Angkor Wat a rischio

Angkor Wat, perché questo Tempio viene definito a rischio da trend e social

Viaggiare è bellissimo, ma spesso sottovalutiamo le conseguenze, e quando si parla dell’area di Angkor Wat in Cambogia è persino la dura verità. Lo facciamo nel momento in cui ci giriamo dall’altra parte e, di fronte ad alcuni trend, invece di spegnerli, continuiamo ad alimentarli. Già nel 2024 abbiamo sentito parlare dei rischi legati a quest’area famosissima nel mondo. Ecco cosa sta succedendo.

Perché Angkor Wat in Cambogia è a rischio

Tutto inizia con un video su TikTok, con dei reel, con delle sfide. E così ci ritroviamo a preoccuparci di una area meravigliosa, che è quella di Angkor Wat in Cambogia. C’entra un videogioco, ovvero Temple Run. E c’entra soprattutto il grande interesse che si è sviluppato intorno a determinate tendenze che una volta che sono diventate virali si affermano rapidamente a macchia d’olio in ogni parte del nostro pianeta.

I visitatori scavalcano i passaggi, corrono sui sentieri di pietra, senza rendersi conto che preservare le rovine di Angkor Wat ha richiesto lunghi sacrifici e lavori, considerando che siamo su uno dei siti archeologici più importanti al mondo. Oltre a essere il sito più importante della Cambogia.

Già Simon Warrack, conservatore, aveva espresso le sue preoccupazioni in merito: “Nessuno correrebbe nella Basilica di San Pietro a Roma o in qualsiasi altra chiesa occidentale, quindi perché è giusto farlo in Cambogia? Non si tratta solo di un potenziale danno alle pietre, perché le persone vi sbattono contro e cadono o rovesciano le cose ma anche di un danno al valore spirituale e culturale dei templi. Si ritiene che ogni pietra contenga gli spiriti degli antenati”. In pratica la gente “calpesta” le anime degli antenati dei local. Loro la leggono così.

La rivolta dei macachi

Come se non bastasse, c’è un ulteriore aspetto che preoccupa enormemente. Ancora una volta c’entrano i social, ma soprattutto c’entrano tutte quelle persone che negli anni hanno ritenuto “opportuno” combinare pasticci in un sito archeologico che è anche tutt’oggi venerato dalla popolazione. Ad Angkor Wat vivono i macachi. Che fino a poco tempo fa erano considerati una “attrazione”. Ma, come sempre, con il tempo, le cose possono cambiare, e la natura si rivolta contro noi esseri umani.

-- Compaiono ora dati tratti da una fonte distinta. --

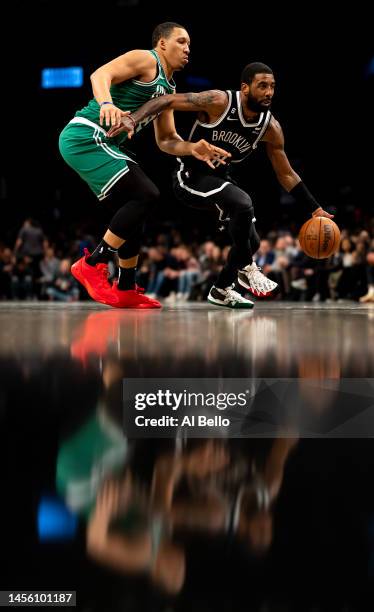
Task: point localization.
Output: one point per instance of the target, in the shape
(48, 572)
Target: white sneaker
(257, 283)
(228, 298)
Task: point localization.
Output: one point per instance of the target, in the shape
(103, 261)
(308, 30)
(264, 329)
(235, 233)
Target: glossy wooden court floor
(276, 339)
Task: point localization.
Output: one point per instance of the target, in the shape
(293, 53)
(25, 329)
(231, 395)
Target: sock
(126, 279)
(102, 254)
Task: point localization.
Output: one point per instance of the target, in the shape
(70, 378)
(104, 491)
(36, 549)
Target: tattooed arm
(210, 104)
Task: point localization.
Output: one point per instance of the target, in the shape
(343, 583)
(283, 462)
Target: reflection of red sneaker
(97, 332)
(132, 298)
(94, 279)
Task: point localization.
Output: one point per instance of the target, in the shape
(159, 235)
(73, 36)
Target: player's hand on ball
(319, 212)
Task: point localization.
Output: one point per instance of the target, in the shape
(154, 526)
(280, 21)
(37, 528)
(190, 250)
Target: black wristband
(303, 196)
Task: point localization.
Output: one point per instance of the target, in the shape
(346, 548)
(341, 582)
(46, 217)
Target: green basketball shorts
(85, 146)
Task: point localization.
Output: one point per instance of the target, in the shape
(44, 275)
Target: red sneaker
(94, 279)
(131, 298)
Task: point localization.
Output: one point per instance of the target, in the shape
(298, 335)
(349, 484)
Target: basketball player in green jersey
(237, 121)
(120, 87)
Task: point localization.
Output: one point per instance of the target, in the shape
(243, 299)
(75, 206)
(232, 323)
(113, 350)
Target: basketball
(319, 237)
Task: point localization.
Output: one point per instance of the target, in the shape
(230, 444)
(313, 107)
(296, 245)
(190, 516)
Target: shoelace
(234, 295)
(103, 272)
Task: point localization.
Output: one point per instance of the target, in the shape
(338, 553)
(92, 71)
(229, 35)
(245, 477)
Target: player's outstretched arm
(212, 102)
(122, 68)
(170, 142)
(286, 175)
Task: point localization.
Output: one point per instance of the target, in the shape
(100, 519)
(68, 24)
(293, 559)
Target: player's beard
(255, 106)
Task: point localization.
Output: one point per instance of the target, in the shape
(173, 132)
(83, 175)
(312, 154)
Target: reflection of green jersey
(84, 460)
(130, 95)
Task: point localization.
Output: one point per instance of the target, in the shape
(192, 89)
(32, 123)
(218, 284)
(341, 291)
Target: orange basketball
(319, 237)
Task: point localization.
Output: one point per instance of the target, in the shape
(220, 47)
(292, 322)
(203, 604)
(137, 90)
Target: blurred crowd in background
(37, 265)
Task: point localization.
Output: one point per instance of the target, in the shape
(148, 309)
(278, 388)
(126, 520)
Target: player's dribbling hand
(110, 115)
(319, 212)
(209, 153)
(126, 124)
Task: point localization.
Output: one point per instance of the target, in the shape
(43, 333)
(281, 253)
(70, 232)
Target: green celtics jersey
(130, 95)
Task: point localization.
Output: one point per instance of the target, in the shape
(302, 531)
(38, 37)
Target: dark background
(323, 100)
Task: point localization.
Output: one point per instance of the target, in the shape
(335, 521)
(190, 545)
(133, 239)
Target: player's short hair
(252, 69)
(163, 30)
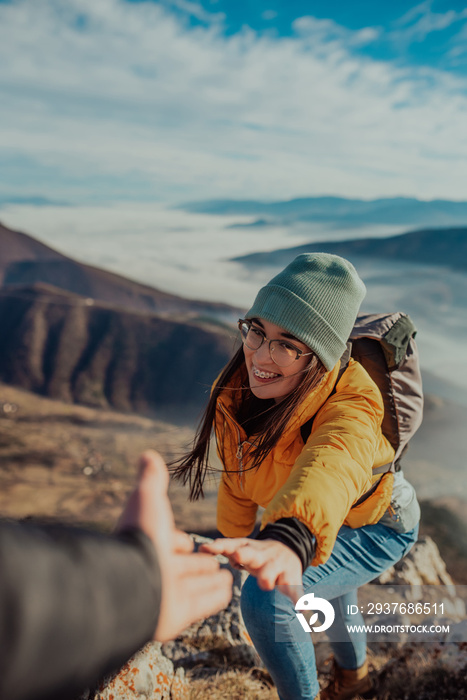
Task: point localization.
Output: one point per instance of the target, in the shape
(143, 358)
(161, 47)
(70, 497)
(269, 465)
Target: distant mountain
(341, 212)
(26, 261)
(440, 247)
(68, 347)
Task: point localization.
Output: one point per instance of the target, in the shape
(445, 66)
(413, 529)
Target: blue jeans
(358, 556)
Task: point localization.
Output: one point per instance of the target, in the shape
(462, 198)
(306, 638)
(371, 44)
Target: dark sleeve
(74, 605)
(293, 533)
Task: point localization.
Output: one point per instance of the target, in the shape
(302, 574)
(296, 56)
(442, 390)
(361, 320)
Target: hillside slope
(68, 347)
(26, 261)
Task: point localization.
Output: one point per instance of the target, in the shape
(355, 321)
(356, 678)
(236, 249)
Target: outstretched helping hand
(270, 561)
(193, 585)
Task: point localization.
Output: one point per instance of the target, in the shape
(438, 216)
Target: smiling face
(268, 380)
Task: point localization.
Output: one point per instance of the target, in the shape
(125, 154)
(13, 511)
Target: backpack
(384, 344)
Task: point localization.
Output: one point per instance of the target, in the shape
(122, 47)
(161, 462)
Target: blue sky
(116, 100)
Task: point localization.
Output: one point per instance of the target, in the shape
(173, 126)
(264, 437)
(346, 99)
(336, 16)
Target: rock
(423, 565)
(148, 674)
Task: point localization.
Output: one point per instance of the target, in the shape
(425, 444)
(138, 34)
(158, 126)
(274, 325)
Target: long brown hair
(270, 420)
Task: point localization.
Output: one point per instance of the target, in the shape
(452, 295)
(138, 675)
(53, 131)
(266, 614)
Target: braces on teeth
(265, 375)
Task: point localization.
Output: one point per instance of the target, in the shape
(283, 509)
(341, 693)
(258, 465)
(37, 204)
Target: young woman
(319, 531)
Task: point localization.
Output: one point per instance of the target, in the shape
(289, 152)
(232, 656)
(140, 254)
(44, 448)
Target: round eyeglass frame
(242, 322)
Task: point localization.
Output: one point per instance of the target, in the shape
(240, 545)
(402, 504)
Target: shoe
(349, 683)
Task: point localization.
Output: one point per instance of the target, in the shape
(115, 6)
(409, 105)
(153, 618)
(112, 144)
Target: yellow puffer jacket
(318, 482)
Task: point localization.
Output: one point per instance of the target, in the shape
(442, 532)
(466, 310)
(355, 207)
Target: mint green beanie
(316, 298)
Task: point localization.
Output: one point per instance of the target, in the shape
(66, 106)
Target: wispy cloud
(112, 99)
(421, 21)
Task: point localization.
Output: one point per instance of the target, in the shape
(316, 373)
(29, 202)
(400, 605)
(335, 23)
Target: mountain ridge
(24, 260)
(440, 247)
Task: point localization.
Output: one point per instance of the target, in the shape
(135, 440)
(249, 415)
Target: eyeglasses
(282, 352)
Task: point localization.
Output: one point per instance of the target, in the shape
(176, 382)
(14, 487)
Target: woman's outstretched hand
(271, 562)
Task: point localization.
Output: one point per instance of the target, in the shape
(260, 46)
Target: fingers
(185, 565)
(182, 542)
(193, 598)
(225, 546)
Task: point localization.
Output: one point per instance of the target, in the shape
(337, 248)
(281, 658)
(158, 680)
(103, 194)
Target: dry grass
(229, 684)
(78, 464)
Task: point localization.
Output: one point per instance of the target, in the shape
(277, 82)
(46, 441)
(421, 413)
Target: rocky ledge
(160, 671)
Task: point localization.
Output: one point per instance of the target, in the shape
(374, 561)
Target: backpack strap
(305, 429)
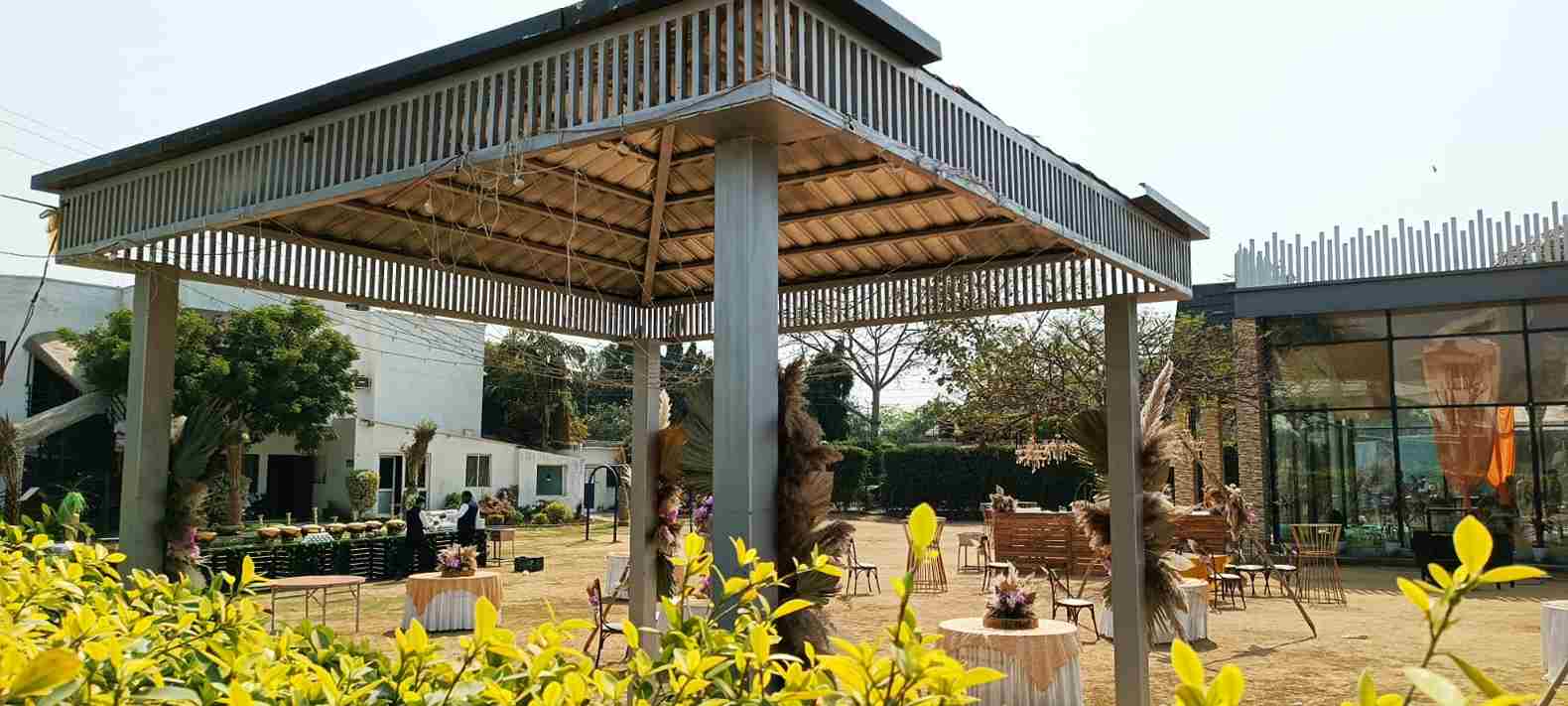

Se un tempo erano appunto parte integrante del luogo, oggi hanno modificato il loro comportamento divenendo una minaccia per le persone. È stato notato infatti che sono diventati più aggressivi nei confronti dei turisti: del resto sono proprio questi a rincorrerli per filmarli e fare così milioni di visualizzazioni sui social. Ad alimentare questo problema, sottolineano i siti di viaggio, sono stati proprio i turisti e gli influencer: un tempo diffidenti nei confronti degli esseri umani, oggi i macachi hanno invece sviluppato un comportamento tale da minacciare i turisti presenti nel tempio.

Angkor Wat, il tempio da rispettare

Dovremmo rispettare la natura, la cultura, la storia, la popolazione che vive lì, il loro credo, il territorio. Invece ancora una volta gli esseri umani si ritrovano a salire sul tribunale ed essere giudicati colpevoli.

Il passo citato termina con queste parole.